Medical records
Medical records contain personal health information which is used by doctors at Leeton Medical Practice to manage and plan patient health care.
A typical medical record will contain information such as:
- patient identification sheet
- •notes recording patient care
- summaries and reports from consulted specialists and diagnostic services
- test results
- prescribed medications
It is necessary to collect and keep this information to provide a history of patient health care and to identify safe and effective future treatments.
Some of the information collected by the clinic may also be used to evaluate our service and plan for the future. If a medical record is used for this purpose, information that identifies the patient will be removed.
Patient confidentiality
Leeton Medical Practice respects the rights of patients to decide how their personal health information is used or disclosed.
Leeton Medical Practice will always ensure that patients:
- agree to have their personal health information collected
- consent to any disclosure to a third party
Reasons personal health information may be disclosed to a third party include:
- seeking a second opinion from another medical practitioner
- referral to a specialist
- requesting diagnostic testing or examination (such as pathology or radiology)
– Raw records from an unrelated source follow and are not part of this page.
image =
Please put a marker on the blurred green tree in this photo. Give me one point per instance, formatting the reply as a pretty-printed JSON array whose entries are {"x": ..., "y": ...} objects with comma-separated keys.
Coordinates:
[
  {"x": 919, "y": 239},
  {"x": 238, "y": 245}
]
- admission to casualty or hospital
- disclosure to obtain Medicare or insurance payments
- medical research
Disclosure of personal health information without patient consent will only occur in situations where:
- the doctor is compelled by court order
- the doctor believes that a higher duty prevails in order to protect the public interest
- the disclosure is necessary to avoid a serious risk of harm to the person concerned
- there is a legal obligation under applicable Commonwealth or State legislation eg statutory provisions requiring the notification of certain infectious diseases or suspected child abuse.
Patient access to medical records
Under the Privacy Act 1988, patients have the right to request amendments be made if the record contains information that is:
- inaccurate
- incorrect
- out of date
- misleading
If a patient requests an amendment, the doctor concerned should add notes to the record to indicate the nature of the request and the changes made.
If a patient requests access to their medical record, this information can be provided by way of a summary. Provision of a medical record or summary should always be accompanied by an explanation from the doctor and an offer to discuss any patient concerns.
On rare occasions, a doctor may request that some information not be made available to a patient. This may be necessary if it is believed the information may be detrimental to a patient’s health and wellbeing if read by the patient.
If requested by a patient, the clinic will also transfer a copy of the medical record or summary to another medical clinic or practitioner.
Storage and security
Active records
Medical records (computerized and paper) are retrievable only by authorized staff at Leeton Medical Practice
Leeton Medical Practice is legally obliged to keep medical records for 7 years. The medical records of a
minor must be held until the patient turns 25.
All active records are stored securely on the premises.
Inactive records
A medical record is considered inactive when a patient has not attended the clinic for more than three years.
Doctors will be responsible for confirming that a patient’s medical record is inactive. The doctor will then produce a summary of the medical record and advise administration staff of the need for archiving.
Reception staff will arrange archiving of inactive medical records and archived records will be reviewed annually and destroyed as required.